Either way, to the federal government, these newlyweds are still single, and that is where things get complicated.
"Because the New York State tax return takes its numbers from the federal return, so if your filing status is different for the state return from the federal return, which it will be for same sex couples, then you have to do multiple federal returns," says Tina Salandra, a certified public accountant for Numerical.
The multi-step process starts with payers by filling out a faux federal return.
"You'd have to actually compute a federal tax return on a joint basis, for federal purposes, even though you are not going to file it," says Grillo.
Using those numbers, the same-sex couple files the joint tax return with the state, assuming the spouses are married filing jointly. Then it's back to federal forms, this time for real.

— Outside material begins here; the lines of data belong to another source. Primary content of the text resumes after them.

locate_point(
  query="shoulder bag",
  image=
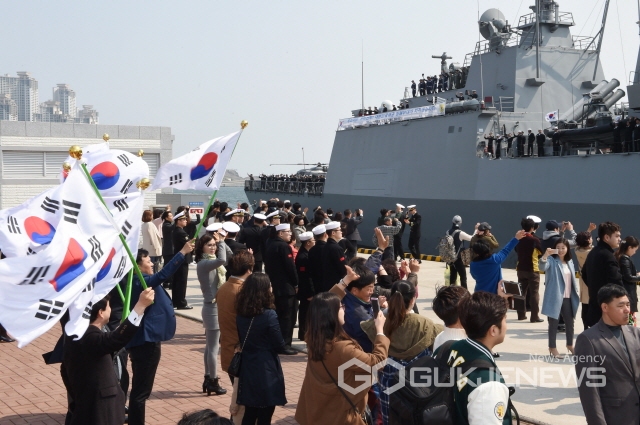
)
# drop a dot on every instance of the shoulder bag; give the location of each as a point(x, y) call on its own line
point(236, 361)
point(365, 416)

"You would then go back and file or prepare two separate single returns, or one of them might be a head of household return, but they are single returns for federal purposes," says Grillo.
The result is these couples may be preparing twice as many returns as last year, and if they are using a tax professional, that could mean twice the price.
"There's sometimes seven tax returns that would be required per couple," says Salandra. "It's going to be more time and more complex and time is money."
Another way matrimony can cost taxpayers is the so-called "marriage penalty." Having two incomes can push the couple into a higher tax bracket and as a result, the couple may pay more in state taxes than they had when they were single.
There are some benefits as well. In the past, if one half of a same-sex couple covered the other partner under a health insurance plan, that person would have to pay taxes on the value of that coverage, which CPA Tina Salandra says could be worth $5,000 or $6,000.
That tax, however does not apply to spouses, which could mean a nice savings, but on state taxes only.
"They still have to pay it on the federal level," says Salandra.